Diksi memiliki beberapa bagian; pendaftaran – kata formal atau informal dalam konteks sosial – adalah yang utama. Analisis diksi secara literal menemukan bagaimana satu kalimat menghasilkan intonasi dan karakterisasi, contohnya penggunaan kata-kata yang berhubungan dengan gerakan fisik menggambarkan karakter aktif, sementara penggunaan kata-kata yang berhubungan dengan pikiran menggambarkan karakter yang introspektif. Diksi juga memiliki dampak terhadap pemilihan kata dan sintaks.
Selain itu juga Diksi, digambarkan dengan kata – seni berbicara jelas sehingga setiap kata dapat didengar dan dipahami hingga kompleksitas dan ekstrimitas terjauhnya. Arti kedua ini membicarakan pengucapan dan intonasi, daripada pemilihan kata dan gaya. Atau kemampuan membedakan secara tepat nuansa – nuansa makna dari gagasan yang ingin disampaikan, dan kemampuan untuk menemukan bentuk yang sesuai (cocok) dengan situasi dan nilai rasa yang dimiliki kelompok masyarakat pendengar.

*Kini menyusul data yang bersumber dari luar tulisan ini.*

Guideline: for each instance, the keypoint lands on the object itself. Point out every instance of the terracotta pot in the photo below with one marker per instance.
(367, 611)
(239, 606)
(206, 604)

Jika dilihat dari kemampuan pengguna bahasa, ada beberapa hal yang mempengaruhi pilihan kata, diantaranya :
  • Tepat memilih kata untuk mengungkapkan gagasan atau hal yang ‘diamanatkan’
  • Kemampuan untuk membedakan secara tepat nuansa-nuansa makna sesuai dengan gagasan yang ingin disampaikan dan kemampuan untuk menemukan bentuk yang sesuai dengan situasi dan nilai rasa pembacanya.
  • menguasai sejumlah kosa kata (perbendaharaan kata) yang dimiliki masyarakat bahasanya, serta mampu menggerakkan dan mendayagunakan kekayaannya itu menjadi jaring-jaring kalimat yang jelas dan efektif.




KESESUAIAN DIKSI
Perbedaan ketepatan dan kecocokan pertama-tama mencakup soal kata mana yang akan digunakan dalam kesempatan tertentu, walaupun kadang-kadang masih ada perbedaan tambahan berupa perbedaan tata bahasa,pola kalimat, panjang atau kompleknya suatu alinea, dari beberapa segi lain. Perbedaan antara ketepatan dan kesesuaian dipersoalkan adalah apakah kita dapat mengungkapkan pikiran kita dengan cara yang sama dalam sebuah kesempatan dan lingkungan yang kita masuki.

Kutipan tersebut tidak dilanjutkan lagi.